## Line Charts: Performance of Language Models
### Overview
The image presents two line charts comparing the performance (Accuracy in %) of different language models against varying "Pass budget" (in thousands, K) on a logarithmic scale for the first chart. The first chart focuses on "Goedel-SFT" and "Goedel-SFT + Apollo", while the second chart focuses on "Kimina-Prover-Preview-Distill-7B" and "Kimina-Prover-Preview-Distill-7B + Apollo".
### Components/Axes
**Chart 1: Performance of Goedel-SFT**
* **X-axis:** Pass budget (K) - log scale. Markers at 32, 80, 150, 306, 1.0k, 25.6k.
* **Y-axis:** Accuracy (%) - Scale from approximately 58% to 65%.
* **Legend:**
* Blue Line: Goedel-Prover-SFT
* Orange Line: Goedel-Prover-SFT + Apollo
**Chart 2: Performance of Kimina-Prover-Preview-Distill-7B**
* **X-axis:** Pass budget (K) - Scale from 0 to 1000. Markers at 0, 200, 400, 600, 800, 1000.
* **Y-axis:** Accuracy (%) - Scale from approximately 64% to 75%.
* **Legend:**
* Red Line: Kimina-Prover-Preview-Distill-7B
* Green Line: Kimina-Prover-Preview-Distill-7B + Apollo
### Detailed Analysis or Content Details
**Chart 1: Goedel-SFT Performance**
* **Goedel-Prover-SFT (Blue Line):** The line slopes upward, indicating increasing accuracy with increasing pass budget.
* At 32K: Approximately 58.5% accuracy.
* At 80K: Approximately 60.2% accuracy.
* At 150K: Approximately 61.8% accuracy.
* At 306K: Approximately 62.5% accuracy.
* At 1.0K: Approximately 62.7% accuracy.
* At 25.6K: Approximately 64.5% accuracy.
* **Goedel-Prover-SFT + Apollo (Orange Line):** The line initially rises sharply, then plateaus.
* At 32K: Approximately 63.5% accuracy.
* At 80K: Approximately 64.2% accuracy.
* At 150K: Approximately 65.0% accuracy.
* At 306K: Approximately 65.2% accuracy.
* At 1.0K: Approximately 65.1% accuracy.
* At 25.6K: Approximately 65.0% accuracy.
**Chart 2: Kimina-Prover-Preview-Distill-7B Performance**
* **Kimina-Prover-Preview-Distill-7B (Red Line):** The line slopes upward, but at a decreasing rate.
* At 0K: Approximately 64.2% accuracy.
* At 200K: Approximately 68.5% accuracy.
* At 400K: Approximately 69.5% accuracy.
* At 600K: Approximately 69.8% accuracy.
* At 800K: Approximately 70.0% accuracy.
* At 1000K: Approximately 70.2% accuracy.
* **Kimina-Prover-Preview-Distill-7B + Apollo (Green Line):** The line rises sharply initially, then plateaus at a higher accuracy than the base model.
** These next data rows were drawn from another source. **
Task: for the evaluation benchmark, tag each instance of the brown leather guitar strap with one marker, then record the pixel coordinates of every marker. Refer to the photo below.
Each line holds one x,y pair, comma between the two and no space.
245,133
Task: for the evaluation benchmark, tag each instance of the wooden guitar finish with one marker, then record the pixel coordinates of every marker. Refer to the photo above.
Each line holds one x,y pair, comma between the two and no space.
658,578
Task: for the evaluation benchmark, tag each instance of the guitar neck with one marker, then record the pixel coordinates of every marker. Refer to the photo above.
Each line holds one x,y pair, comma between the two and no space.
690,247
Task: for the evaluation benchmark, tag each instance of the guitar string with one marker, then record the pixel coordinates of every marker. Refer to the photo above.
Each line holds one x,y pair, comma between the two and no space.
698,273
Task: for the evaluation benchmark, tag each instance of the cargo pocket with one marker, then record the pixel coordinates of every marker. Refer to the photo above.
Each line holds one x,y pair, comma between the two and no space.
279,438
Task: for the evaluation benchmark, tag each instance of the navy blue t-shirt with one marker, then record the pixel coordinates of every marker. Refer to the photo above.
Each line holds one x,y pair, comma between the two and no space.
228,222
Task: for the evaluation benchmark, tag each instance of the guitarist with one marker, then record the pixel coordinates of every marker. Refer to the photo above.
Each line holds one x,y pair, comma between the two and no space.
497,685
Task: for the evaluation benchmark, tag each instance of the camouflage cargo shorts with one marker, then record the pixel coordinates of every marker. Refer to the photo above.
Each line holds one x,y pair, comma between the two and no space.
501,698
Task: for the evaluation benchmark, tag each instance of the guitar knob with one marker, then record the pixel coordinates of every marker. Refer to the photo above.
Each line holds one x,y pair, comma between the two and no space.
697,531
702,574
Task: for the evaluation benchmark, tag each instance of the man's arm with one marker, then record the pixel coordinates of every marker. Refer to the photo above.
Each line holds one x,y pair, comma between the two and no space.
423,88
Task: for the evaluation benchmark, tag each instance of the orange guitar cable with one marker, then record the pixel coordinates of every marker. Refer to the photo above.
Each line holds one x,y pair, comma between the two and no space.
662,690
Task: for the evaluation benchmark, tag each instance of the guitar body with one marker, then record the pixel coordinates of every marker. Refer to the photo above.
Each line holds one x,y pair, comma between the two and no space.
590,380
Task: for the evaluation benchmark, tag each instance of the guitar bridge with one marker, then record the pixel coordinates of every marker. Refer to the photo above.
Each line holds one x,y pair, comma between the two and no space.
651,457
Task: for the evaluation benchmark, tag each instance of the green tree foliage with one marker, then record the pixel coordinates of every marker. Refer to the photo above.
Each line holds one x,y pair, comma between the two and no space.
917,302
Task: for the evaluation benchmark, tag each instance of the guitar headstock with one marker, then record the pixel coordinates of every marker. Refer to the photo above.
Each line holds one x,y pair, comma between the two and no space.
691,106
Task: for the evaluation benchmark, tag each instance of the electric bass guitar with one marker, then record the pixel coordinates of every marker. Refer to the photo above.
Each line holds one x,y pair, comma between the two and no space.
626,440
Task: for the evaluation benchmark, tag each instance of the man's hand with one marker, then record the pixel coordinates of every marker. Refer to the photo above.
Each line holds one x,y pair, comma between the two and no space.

* At 0K: Approximately 71.5% accuracy.
* At 200K: Approximately 74.2% accuracy.
* At 400K: Approximately 74.5% accuracy.
* At 600K: Approximately 74.4% accuracy.
* At 800K: Approximately 74.3% accuracy.
* At 1000K: Approximately 74.2% accuracy.
### Key Observations
* For both models, adding "Apollo" consistently improves accuracy, especially at lower pass budgets.
* The improvement from "Apollo" diminishes as the pass budget increases, suggesting a point of diminishing returns.
* The Goedel-SFT model shows a more consistent improvement with increasing pass budget compared to the Kimina model.
* The Kimina model with Apollo starts at a significantly higher accuracy than the Goedel model with Apollo.
### Interpretation
The charts demonstrate the impact of "Pass budget" and the "Apollo" enhancement on the accuracy of two different language models. The "Pass budget" likely represents the computational resources allocated to the model during a verification or training process. The "Apollo" component appears to be an additional module or technique that boosts performance, particularly when computational resources are limited.
The diminishing returns observed with increasing pass budget and "Apollo" suggest that there's a trade-off between computational cost and accuracy gains. The initial steep increase in accuracy with "Apollo" indicates that it effectively leverages limited resources, while the plateau suggests that further investment in pass budget yields smaller improvements.
The difference in the overall accuracy levels between the Goedel and Kimina models suggests inherent differences in their architectures or training data. The Kimina model, even without Apollo, achieves higher accuracy than the Goedel model, indicating a potentially more robust or efficient base model. The charts provide valuable insights for optimizing resource allocation and model selection based on desired accuracy levels and computational constraints.